Bruno Afonso brunomiguel at dequim.ist.utl.pt
Sat Oct 22 08:52:26 PDT 2005


Bill Marquette wrote:
> On 10/22/05, Bruno Afonso <brunomiguel at dequim.ist.utl.pt> wrote:
>> The download part is the problematic one IF they're not all connected to
>> the same network interface. Why ? Because altq only works PER interface
>> and tun0, tun1, tun2, etc are each and single one, one interface on its own.
>>
>> You basically have to
>>
>> altq on tun0
>>
>> altq on tun1, etc..
>>
>> What we would need in this case would be a meta-interface that altq
>> would work on, but that is not available. Bottom line: you can't control
>> with PF global bw over an interface-span. This is probably necessary for
>> a full commercial deployment.
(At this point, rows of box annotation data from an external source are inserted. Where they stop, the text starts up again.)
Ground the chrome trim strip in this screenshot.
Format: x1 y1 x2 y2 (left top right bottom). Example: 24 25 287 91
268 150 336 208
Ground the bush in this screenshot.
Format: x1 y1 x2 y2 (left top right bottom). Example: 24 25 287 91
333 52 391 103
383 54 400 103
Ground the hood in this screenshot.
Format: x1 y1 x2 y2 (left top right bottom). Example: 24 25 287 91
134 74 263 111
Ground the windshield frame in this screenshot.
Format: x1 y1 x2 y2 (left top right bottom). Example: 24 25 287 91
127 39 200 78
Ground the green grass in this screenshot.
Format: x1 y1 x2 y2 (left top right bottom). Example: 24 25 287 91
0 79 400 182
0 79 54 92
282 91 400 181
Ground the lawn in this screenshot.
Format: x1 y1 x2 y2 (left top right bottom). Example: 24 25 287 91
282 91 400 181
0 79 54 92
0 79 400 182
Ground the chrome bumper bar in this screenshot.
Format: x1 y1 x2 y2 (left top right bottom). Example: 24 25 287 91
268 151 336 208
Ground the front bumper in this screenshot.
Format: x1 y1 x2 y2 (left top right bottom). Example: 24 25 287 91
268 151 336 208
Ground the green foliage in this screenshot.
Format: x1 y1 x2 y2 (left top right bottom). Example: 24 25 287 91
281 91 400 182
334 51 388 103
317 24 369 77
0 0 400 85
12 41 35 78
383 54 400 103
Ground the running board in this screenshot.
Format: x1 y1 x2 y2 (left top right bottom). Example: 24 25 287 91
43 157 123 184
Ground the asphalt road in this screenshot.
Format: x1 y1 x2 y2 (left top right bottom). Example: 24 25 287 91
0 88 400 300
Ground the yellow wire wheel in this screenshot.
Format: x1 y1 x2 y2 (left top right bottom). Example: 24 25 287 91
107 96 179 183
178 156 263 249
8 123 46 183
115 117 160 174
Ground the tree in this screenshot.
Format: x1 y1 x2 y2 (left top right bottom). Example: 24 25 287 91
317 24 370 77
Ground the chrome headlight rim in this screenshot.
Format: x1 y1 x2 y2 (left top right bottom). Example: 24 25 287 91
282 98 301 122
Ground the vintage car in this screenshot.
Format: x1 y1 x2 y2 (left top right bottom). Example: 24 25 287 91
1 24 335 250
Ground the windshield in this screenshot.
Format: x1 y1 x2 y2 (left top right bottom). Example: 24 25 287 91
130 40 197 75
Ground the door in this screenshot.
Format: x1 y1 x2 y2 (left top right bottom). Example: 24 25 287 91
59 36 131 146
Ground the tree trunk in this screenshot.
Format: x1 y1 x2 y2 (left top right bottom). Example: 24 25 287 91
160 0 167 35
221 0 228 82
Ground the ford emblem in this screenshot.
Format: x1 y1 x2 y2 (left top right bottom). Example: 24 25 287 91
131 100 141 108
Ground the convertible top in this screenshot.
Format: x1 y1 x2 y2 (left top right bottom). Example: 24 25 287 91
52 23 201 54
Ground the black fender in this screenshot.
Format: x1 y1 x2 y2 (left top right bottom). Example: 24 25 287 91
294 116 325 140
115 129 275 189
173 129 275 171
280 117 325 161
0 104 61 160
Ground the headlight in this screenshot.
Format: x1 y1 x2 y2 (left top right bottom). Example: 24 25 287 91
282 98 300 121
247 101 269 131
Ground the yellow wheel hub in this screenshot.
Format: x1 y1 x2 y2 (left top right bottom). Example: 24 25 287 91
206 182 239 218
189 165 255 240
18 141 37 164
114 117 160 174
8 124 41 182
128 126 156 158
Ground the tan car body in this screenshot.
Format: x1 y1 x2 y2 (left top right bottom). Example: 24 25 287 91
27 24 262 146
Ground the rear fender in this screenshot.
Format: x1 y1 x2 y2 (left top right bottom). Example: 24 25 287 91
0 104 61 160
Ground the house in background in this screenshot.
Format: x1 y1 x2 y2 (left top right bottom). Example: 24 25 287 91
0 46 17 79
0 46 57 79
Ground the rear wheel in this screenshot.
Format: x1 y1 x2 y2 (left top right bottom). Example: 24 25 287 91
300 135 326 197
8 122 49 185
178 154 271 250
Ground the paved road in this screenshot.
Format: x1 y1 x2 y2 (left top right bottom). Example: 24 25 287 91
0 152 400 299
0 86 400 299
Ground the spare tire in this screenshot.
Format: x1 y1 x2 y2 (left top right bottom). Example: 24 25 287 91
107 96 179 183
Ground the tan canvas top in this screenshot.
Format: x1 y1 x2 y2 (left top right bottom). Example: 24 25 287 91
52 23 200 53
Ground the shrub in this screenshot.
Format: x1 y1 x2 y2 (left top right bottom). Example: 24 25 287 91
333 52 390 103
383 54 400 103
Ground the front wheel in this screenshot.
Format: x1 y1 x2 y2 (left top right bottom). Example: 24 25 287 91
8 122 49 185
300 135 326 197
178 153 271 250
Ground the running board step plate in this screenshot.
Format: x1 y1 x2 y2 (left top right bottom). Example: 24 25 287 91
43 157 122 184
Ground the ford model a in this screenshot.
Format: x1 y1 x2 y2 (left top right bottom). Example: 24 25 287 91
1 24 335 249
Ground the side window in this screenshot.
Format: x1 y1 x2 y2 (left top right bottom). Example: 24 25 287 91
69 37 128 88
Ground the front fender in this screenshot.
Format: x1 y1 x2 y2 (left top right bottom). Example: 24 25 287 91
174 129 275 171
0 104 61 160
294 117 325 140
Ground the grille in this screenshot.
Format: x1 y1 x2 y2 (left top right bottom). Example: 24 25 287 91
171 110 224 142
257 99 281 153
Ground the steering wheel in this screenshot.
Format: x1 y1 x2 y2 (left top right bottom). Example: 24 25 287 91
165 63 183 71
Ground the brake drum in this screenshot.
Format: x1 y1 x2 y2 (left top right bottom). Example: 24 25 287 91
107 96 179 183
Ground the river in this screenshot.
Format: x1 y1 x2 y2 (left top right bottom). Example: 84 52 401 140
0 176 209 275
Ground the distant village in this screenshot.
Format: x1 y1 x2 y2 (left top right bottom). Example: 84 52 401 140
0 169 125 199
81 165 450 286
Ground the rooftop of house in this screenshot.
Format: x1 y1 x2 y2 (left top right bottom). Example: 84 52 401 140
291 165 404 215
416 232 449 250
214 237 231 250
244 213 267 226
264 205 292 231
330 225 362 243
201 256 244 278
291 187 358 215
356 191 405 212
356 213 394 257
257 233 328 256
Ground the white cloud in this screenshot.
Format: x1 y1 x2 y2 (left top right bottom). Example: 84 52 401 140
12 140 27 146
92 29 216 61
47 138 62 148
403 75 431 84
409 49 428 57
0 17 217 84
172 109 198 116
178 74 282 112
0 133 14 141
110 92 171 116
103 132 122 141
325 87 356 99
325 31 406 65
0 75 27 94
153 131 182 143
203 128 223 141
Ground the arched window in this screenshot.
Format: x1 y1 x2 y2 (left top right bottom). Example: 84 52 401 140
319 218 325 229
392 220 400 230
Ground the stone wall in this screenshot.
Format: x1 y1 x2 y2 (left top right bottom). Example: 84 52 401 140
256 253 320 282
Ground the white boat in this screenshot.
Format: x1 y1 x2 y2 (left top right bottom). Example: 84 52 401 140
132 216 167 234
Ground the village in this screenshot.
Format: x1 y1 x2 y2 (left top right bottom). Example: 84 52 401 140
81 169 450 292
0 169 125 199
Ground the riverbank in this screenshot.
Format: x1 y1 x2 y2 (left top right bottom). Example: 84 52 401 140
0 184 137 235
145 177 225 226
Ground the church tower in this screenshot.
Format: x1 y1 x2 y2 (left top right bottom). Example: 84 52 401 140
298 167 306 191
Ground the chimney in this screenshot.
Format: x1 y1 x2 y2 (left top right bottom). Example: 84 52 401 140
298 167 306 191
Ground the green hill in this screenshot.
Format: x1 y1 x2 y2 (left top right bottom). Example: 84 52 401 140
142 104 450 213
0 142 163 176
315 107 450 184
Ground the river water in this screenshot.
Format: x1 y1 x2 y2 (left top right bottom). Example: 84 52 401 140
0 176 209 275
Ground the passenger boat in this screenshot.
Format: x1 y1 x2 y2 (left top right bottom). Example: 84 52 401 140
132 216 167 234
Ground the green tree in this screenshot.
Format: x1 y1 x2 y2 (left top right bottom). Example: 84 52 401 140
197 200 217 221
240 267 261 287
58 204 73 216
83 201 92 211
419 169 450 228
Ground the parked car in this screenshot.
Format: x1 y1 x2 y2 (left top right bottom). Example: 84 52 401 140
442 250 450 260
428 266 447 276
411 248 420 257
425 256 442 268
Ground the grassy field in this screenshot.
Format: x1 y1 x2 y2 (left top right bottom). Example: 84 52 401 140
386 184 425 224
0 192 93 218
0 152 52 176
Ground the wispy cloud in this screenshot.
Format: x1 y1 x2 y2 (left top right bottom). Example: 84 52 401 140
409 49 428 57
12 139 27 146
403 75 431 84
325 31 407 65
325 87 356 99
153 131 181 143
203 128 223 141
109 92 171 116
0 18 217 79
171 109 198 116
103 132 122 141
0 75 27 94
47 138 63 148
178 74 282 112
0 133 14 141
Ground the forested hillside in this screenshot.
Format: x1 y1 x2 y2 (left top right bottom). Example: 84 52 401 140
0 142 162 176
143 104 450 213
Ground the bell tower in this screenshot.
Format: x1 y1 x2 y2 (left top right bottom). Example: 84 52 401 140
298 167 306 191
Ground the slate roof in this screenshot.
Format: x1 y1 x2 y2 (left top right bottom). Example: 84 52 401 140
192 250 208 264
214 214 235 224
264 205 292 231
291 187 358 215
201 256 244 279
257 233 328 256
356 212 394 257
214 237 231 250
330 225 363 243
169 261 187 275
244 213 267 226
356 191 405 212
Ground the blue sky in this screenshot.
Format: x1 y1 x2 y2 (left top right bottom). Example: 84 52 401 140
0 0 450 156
Don't know of any plans to implement this...
>>
>> meta_if <meta_1> {tun0, tun1}
>>
>> altq on meta_1 ...
>>
>> would be nice. :-)
> 
> You mean something like:
> altq on { fxp0 fxp1 } bandwidth 100Mb hfsc queue { a b }
> queue a bandwidth 50Mb hfsc(default)
> queue b bandwidth 50Mb hfsc
> This works today :)

Yes, I have now tried and verified that it works, but not as we would 
like to in the sense of a meta interface, eg:

altq on { tun0 tun1 tun2 } cbq bandwidth 1Mb queue { a b }
  queue a bandwidth 700Kb cbq(default)
  queue b bandwidth 300Kb


which turns itself into... (from pfctl -sq)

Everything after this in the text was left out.